Chen, L. T.; Pulugurta, R.; Vure, P.; Chatterjee, P.

Abstract

Interactions between DNA and proteins are pivotal in natural biological processes, and designing proteins that can bind to DNA with high specificity is crucial for advancing genomic technologies. Existing state-of-the-art models for both modeling and designing protein-DNA interactions primarily rely on structural information, facing limitations in scalability and efficiency for large-scale applications. Notable methods like AlphaFold 3 and RosettaTTAFold All-Atom exist, but they are inefficient and inherently struggle at modeling conformationally unstable proteins, such as transcription factors, which arguably represent the most important class of DNA-binding proteins. Here, we present DPAC (DNA-Protein binding Alignment via Contrastive learning), which leverages pre-trained protein and DNA language models via a contrastive loss to align the two modalities in a high-dimensional shared latent space. DPAC not only significantly accelerates the design process compared to current structure-based methods but also demonstrates a strong ability to differentiate real binders from non-binders.
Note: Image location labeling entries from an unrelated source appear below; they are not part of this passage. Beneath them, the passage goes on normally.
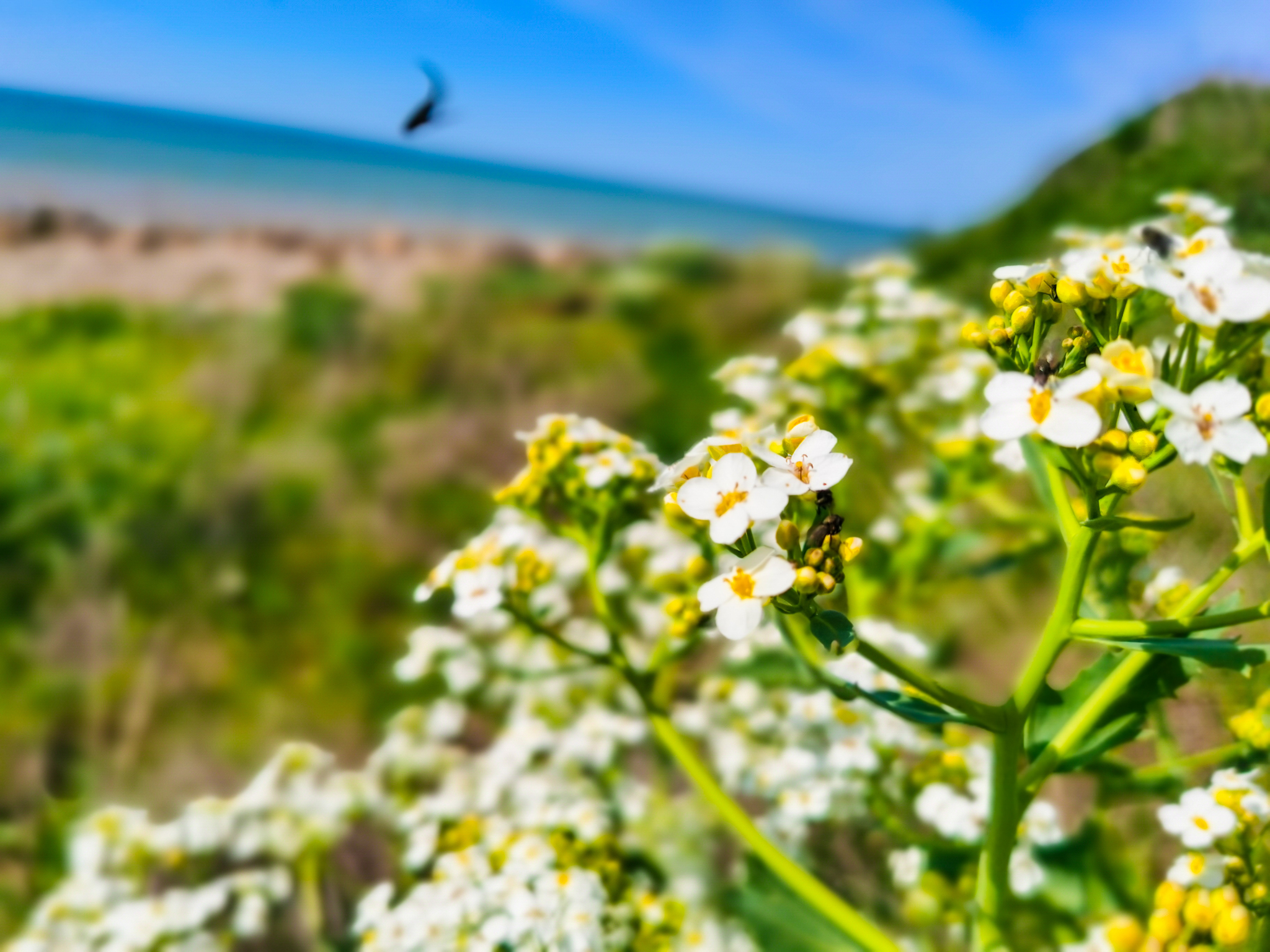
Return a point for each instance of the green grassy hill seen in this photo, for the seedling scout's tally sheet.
(1214, 139)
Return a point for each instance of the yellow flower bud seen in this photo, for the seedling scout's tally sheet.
(1129, 475)
(1013, 301)
(788, 535)
(1072, 293)
(1105, 464)
(1226, 897)
(1165, 924)
(1113, 441)
(804, 579)
(1023, 319)
(1142, 443)
(1198, 912)
(1124, 933)
(1232, 926)
(1170, 896)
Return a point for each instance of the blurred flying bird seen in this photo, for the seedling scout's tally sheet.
(427, 111)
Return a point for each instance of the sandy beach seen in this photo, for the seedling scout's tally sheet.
(50, 254)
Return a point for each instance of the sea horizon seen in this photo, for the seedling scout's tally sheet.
(145, 164)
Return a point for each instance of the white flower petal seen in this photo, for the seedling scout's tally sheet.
(1072, 423)
(738, 617)
(699, 498)
(1008, 420)
(1225, 398)
(1010, 386)
(1238, 441)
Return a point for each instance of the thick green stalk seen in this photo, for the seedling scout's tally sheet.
(1089, 714)
(1080, 553)
(992, 890)
(814, 892)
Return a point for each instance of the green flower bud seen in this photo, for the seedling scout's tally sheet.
(1142, 443)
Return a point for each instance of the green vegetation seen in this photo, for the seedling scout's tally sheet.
(210, 527)
(1213, 139)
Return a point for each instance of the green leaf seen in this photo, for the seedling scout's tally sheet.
(1215, 653)
(1122, 721)
(1106, 523)
(912, 708)
(833, 627)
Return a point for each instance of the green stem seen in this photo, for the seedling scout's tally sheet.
(988, 716)
(1080, 553)
(814, 892)
(992, 890)
(1089, 714)
(1129, 628)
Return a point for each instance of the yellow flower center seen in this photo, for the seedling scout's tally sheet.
(1039, 405)
(729, 499)
(1207, 299)
(742, 584)
(1207, 426)
(1129, 362)
(1121, 266)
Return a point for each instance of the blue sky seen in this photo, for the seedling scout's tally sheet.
(912, 112)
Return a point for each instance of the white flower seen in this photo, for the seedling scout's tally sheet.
(478, 591)
(1204, 870)
(1026, 875)
(1198, 819)
(1019, 405)
(739, 596)
(1041, 824)
(730, 498)
(1210, 420)
(951, 814)
(906, 866)
(809, 469)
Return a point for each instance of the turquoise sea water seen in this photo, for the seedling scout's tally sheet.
(144, 164)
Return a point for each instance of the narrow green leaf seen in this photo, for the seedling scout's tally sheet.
(1105, 523)
(833, 628)
(1215, 653)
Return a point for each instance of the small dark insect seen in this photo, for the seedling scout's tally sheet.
(1158, 242)
(427, 111)
(831, 526)
(1046, 367)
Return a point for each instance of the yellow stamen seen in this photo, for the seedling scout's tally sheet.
(742, 584)
(729, 499)
(1039, 405)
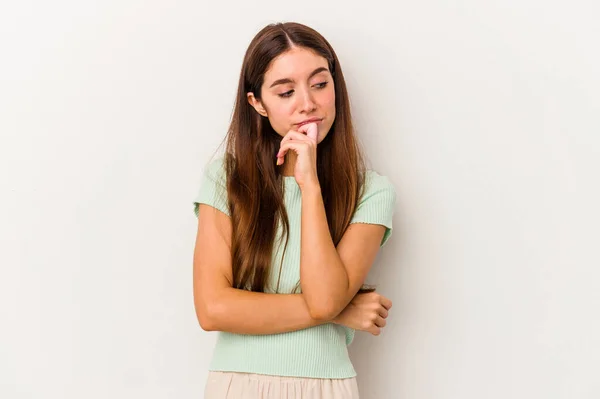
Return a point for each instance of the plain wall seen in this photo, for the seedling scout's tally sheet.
(483, 114)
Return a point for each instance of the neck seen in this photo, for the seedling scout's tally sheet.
(289, 163)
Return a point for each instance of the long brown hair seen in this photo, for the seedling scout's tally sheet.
(255, 186)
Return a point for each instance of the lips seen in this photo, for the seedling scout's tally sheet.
(312, 120)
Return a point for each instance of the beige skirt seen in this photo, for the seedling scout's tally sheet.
(226, 385)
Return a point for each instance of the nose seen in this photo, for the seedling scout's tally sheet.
(307, 104)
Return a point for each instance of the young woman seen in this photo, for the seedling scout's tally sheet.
(289, 224)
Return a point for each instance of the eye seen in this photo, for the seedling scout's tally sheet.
(286, 94)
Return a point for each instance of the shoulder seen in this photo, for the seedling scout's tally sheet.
(214, 170)
(379, 185)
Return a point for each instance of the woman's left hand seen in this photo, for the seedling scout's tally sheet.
(305, 147)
Our model achieves an AUC score of 0.591 on a low identity set, outperforming state-of-the-art structure-based methods. Additionally, DPAC integrates simulated annealing for the design of new protein sequences with optimized DNA binding affinity, successfully recovering binding affinity in engineered sequences by up to 20% in in silico tests. Our results highlight DPAC\'s potential for facilitating the design and discovery of sequence-specific DNA-binding proteins, paving the way for advancements in genomic research and biotechnology applications.